ERISA does preempt state law, but there are exceptions listed in the federal law. One exception is state insurance law. But then there is an exception to the exception called the Deemer Clause. The Deemer Clause states that if a health insurance plan is "self funded" state law is preempted. What does self-funded mean? It means your employer provides health insurance to its employees using only its own money. Yet, many companies do not want to take the risk of a catastrophic illness or injury bankrupting the company. So they purchase stop-loss insurance. This is an insurance policy that kicks in when the expenses reach a certain amount. So, how about now? Is the health insurance plan self-funded? I would say no. Debt collectors for your health insurance plan (like Meridian and Ingenix who get paid a percentage of what they collect from you) say yes.

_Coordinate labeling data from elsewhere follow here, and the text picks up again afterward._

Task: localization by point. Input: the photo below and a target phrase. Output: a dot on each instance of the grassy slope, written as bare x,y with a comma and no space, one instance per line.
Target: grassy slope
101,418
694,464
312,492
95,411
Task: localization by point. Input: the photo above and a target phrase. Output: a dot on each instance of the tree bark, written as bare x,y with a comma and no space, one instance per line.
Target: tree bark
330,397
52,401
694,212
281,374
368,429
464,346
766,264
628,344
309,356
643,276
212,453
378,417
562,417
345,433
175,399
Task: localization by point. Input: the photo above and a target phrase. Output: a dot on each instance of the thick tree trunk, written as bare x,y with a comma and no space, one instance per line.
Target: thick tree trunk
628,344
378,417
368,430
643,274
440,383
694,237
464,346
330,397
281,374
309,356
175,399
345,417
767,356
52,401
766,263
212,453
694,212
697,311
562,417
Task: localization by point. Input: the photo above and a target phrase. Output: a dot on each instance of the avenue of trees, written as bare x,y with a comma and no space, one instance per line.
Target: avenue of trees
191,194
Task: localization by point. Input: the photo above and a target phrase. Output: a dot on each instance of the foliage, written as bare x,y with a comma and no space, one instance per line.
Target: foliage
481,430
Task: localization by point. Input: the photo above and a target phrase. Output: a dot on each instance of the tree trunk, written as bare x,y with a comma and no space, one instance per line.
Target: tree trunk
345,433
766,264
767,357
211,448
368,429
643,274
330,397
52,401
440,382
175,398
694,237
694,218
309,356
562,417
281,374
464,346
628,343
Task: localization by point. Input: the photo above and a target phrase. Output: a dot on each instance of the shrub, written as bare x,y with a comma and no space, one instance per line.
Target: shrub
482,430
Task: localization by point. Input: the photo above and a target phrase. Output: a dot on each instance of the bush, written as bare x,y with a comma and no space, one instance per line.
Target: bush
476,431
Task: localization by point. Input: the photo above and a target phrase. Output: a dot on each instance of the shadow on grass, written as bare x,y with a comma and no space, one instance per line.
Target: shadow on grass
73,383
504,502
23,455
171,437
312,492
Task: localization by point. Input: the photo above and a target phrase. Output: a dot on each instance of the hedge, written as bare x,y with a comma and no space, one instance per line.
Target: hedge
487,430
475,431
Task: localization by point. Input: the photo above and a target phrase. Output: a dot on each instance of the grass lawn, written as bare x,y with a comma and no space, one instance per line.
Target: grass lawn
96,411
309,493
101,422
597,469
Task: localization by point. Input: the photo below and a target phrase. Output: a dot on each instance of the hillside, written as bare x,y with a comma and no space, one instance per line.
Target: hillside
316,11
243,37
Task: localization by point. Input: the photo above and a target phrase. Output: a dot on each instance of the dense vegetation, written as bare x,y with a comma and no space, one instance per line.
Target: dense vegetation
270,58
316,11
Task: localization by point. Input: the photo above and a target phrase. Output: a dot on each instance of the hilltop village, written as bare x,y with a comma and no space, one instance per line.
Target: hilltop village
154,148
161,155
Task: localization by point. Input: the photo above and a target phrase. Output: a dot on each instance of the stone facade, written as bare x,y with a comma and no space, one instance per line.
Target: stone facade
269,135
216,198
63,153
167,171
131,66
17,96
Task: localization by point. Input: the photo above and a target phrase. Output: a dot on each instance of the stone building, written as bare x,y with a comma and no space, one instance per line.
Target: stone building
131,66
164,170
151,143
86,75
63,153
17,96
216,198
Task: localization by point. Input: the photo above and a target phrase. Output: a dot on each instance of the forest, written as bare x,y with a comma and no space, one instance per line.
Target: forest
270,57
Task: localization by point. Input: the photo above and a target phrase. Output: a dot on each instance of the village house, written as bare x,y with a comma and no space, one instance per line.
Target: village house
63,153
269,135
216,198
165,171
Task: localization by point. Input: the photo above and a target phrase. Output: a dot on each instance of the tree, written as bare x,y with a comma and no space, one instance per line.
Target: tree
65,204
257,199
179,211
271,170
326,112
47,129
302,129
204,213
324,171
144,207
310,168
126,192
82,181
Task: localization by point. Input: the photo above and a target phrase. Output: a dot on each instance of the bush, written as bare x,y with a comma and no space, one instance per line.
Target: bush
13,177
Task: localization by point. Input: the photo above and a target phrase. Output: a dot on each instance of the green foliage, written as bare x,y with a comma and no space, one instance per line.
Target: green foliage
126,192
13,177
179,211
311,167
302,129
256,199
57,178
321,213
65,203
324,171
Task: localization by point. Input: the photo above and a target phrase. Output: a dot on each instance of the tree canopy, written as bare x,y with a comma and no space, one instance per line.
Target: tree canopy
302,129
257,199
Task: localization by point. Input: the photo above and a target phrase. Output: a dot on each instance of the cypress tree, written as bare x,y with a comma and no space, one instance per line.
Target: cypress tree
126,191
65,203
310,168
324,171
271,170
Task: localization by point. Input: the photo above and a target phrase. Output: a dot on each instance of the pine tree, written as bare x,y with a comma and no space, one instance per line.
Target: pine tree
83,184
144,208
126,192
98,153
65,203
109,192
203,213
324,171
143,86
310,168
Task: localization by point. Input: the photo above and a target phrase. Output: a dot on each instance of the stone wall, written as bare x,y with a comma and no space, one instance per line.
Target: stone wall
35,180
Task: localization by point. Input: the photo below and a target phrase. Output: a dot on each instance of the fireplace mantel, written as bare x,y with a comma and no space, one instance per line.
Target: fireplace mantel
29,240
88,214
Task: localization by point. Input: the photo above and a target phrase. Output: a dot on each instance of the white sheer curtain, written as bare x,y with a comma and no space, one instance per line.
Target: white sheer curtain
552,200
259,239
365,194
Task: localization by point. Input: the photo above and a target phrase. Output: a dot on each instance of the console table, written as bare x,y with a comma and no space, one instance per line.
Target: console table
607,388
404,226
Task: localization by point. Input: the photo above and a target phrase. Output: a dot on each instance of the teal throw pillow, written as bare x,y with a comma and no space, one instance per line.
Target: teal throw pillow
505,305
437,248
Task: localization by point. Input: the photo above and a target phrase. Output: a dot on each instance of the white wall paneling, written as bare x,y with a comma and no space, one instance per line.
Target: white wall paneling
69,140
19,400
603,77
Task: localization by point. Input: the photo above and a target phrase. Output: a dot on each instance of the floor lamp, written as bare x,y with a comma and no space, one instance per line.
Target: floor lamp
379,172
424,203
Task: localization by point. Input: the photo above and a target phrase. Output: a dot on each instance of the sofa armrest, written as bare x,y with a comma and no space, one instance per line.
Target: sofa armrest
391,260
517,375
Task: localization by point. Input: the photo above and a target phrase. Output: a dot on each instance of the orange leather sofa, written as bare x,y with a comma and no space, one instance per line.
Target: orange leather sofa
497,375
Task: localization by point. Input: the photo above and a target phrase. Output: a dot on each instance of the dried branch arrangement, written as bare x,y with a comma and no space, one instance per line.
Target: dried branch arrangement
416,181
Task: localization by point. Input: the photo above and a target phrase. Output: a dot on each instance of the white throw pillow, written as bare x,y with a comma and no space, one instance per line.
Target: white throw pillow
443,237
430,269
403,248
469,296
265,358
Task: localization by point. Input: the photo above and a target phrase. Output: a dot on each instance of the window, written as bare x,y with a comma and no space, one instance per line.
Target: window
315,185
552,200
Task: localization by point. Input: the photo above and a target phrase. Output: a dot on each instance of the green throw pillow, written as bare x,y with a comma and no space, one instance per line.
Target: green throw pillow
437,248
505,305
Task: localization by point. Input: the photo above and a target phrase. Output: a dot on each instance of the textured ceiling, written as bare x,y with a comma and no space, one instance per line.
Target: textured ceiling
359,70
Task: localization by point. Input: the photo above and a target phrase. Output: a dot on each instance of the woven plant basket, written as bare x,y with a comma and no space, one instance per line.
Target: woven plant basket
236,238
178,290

Rather than risk bad precedent (a published court opinion saying they cannot collect), health insurance plans will settle for pennies on the dollar once they see you have a good lawyer that understands the law in this area. I have been able to settled subrogation claims for 10% of the amount the health insurance plan actually paid.

One final note: Remember, we are talking about personal-injury claims here. Wrongful death claims are not subject to health insurance plan reimbursement for medical expenses.